Bassler was lucky to meet Silverman 26 years ago. Silverman was an elusive figure among microbiologists. He was known for his work at the forefront of bacterial genetics — for example, as a graduate student, he made the seminal discovery that bacterial flagella have rotary motors. But Silverman hated public speaking, so not many people got to meet him at meetings and conferences.

However, in 1989, Silverman made an exception. He accepted an invitation to speak at a symposium in Baltimore. At that time, Silverman was studying an obscure marine bacterium called Vibrio fischeri, which glows in the dark. The bioluminescent bacterium relies on quorum sensing to produce its light-emitting molecules.

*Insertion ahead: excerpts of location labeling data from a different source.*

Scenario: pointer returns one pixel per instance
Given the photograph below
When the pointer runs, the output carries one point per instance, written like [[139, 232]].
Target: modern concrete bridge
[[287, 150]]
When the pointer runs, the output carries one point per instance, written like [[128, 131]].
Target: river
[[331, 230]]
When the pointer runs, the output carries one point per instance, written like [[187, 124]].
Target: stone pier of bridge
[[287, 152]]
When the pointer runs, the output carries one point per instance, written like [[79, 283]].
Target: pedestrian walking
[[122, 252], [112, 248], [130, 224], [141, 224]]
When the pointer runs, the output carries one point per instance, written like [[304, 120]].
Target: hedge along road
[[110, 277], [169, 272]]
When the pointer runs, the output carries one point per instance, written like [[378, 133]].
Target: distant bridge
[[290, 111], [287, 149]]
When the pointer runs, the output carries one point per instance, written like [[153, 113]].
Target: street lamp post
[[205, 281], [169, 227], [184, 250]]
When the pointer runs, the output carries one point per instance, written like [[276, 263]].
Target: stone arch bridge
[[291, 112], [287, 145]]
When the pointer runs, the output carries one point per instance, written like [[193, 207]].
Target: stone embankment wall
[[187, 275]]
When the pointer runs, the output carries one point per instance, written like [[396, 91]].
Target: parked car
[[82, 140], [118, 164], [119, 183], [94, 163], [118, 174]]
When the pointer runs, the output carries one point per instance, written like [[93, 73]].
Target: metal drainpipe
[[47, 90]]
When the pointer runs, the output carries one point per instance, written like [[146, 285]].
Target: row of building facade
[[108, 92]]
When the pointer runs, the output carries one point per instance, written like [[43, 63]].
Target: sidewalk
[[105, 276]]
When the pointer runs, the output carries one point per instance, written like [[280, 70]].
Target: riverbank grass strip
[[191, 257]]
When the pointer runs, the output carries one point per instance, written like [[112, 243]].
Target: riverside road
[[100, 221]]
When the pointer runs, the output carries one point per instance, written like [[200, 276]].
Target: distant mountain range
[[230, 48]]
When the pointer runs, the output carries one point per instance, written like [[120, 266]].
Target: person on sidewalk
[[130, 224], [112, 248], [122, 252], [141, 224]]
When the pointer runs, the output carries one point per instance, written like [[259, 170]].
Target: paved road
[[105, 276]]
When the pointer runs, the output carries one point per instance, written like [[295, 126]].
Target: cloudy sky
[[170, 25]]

During his lecture, he described the genetic components he was untangling to figure out how the bacterium chatted with its brethren to determine when they should turn on their glow-in-the-dark molecules. Bassler was in the audience during this lecture. At this time, she was a graduate student at The Johns Hopkins University in Baltimore working under Saul Roseman on the biochemistry of bacterial chemotaxis toward a food source of carbohydrates.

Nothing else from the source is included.